One of our two offices is located in the same building as the data center, albeit on a different floor. On any given day you can probably find one of our administrators doing something within the data center itself (we have full, 24/7 access).
This doesn't impact most issues, though - it's only in (relatively rare) cases of outright hardware failure that we ever have to have actual "hands on" access to the servers (we can do much of the usual stuff - run commands, etc. from anywhere in the world - you've not lived until you've power-cycled a server while stuck in LA traffic).
The 40+ minute delay you speak of is mostly comprised of the time it takes for us to notice the downtime, plus (in the event of a power-cycle) some time - maybe 10-15 minutes or so - for the server to actually come back up. In some cases it can take a little longer if, for example, an fsck is occurring.
So, really, the greatest amount of time is shared between A) being notified that a given server/service is down and B) finishing up whatever we're working on at the time (ie. another problem).

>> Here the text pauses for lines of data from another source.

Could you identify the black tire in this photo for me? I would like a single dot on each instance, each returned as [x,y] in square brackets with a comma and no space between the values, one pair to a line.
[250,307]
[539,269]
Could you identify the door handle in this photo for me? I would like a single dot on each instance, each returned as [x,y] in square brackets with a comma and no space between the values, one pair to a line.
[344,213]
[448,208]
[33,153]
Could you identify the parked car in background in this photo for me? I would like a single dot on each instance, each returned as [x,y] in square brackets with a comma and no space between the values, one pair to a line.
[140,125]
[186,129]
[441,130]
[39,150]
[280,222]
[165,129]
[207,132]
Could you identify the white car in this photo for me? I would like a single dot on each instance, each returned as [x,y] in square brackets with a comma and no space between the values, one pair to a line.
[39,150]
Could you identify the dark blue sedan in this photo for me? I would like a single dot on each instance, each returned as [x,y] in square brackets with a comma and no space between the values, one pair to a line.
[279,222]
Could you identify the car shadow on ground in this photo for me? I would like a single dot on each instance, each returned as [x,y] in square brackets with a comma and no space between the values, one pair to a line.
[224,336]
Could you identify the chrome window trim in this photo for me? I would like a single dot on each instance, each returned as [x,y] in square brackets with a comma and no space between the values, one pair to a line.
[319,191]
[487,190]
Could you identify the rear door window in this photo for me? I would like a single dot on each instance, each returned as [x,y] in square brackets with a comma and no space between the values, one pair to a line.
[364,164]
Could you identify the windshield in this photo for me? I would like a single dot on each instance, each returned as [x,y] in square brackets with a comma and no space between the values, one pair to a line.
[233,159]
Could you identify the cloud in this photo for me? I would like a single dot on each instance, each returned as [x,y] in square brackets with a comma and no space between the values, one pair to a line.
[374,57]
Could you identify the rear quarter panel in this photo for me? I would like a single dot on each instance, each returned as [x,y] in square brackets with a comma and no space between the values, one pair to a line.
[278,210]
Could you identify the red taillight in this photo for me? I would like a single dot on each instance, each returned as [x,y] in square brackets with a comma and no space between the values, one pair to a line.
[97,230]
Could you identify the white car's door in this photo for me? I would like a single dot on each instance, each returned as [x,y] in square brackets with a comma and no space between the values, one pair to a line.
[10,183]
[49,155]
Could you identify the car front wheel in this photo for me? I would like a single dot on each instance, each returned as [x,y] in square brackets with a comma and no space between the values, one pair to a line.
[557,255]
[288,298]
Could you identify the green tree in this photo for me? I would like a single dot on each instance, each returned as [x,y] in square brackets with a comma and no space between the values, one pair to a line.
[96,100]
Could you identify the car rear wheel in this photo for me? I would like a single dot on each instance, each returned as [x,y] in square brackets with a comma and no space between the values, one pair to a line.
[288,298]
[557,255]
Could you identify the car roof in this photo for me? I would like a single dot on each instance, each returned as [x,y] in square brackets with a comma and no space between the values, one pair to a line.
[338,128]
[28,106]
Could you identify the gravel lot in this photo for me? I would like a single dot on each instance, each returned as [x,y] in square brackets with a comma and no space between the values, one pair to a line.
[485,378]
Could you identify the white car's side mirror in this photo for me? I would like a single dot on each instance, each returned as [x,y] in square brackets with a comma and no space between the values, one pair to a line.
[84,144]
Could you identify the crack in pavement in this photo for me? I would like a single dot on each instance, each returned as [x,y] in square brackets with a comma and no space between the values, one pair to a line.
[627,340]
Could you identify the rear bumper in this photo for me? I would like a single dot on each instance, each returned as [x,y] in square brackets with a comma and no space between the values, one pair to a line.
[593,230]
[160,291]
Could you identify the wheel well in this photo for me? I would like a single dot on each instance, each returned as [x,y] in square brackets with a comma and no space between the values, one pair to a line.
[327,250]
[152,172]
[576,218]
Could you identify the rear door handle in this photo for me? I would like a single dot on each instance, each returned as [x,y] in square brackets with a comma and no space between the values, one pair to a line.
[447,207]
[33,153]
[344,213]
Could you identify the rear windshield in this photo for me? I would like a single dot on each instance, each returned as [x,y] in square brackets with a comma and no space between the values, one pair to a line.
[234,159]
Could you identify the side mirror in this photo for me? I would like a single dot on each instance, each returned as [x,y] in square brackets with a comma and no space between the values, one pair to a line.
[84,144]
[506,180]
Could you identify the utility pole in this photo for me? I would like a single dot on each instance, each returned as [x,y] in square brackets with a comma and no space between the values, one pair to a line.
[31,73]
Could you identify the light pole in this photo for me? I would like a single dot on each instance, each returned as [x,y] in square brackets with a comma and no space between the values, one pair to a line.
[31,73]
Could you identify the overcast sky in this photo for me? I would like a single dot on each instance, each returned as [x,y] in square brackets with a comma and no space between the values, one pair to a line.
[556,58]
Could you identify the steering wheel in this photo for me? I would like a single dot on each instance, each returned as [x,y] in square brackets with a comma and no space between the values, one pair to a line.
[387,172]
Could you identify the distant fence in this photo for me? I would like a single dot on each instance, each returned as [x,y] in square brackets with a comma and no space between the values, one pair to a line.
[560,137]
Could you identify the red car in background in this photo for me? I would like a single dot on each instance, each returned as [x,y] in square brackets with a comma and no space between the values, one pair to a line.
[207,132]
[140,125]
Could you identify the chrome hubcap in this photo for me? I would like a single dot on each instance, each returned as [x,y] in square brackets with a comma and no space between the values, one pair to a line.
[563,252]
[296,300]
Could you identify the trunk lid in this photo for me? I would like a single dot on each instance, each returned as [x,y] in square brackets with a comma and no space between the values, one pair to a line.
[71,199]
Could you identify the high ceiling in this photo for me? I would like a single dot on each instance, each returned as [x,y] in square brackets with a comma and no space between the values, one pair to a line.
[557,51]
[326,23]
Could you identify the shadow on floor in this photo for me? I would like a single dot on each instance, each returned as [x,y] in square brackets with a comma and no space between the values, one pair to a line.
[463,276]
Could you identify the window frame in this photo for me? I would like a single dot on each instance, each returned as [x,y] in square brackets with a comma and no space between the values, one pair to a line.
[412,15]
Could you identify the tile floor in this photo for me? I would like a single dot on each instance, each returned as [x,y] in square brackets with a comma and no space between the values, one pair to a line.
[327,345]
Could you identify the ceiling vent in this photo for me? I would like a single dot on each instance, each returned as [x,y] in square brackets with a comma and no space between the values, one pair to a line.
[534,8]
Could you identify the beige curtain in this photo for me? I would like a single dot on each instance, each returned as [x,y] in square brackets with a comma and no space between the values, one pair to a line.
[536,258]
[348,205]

Some issues receive higher priority, of course. If an entire server is down it will be resolved more quickly than if, for example, a single Apache instance has gone offline.
Anyhow... I would say that 40-60 minutes is longer than normal. If a server is dead in the water, we usually find out about it and get it fixed a lot quicker than that. Even dead Apaches don't usually take that long to fix.
- Jeff @ DreamHost
- DH Discussion Forum Admin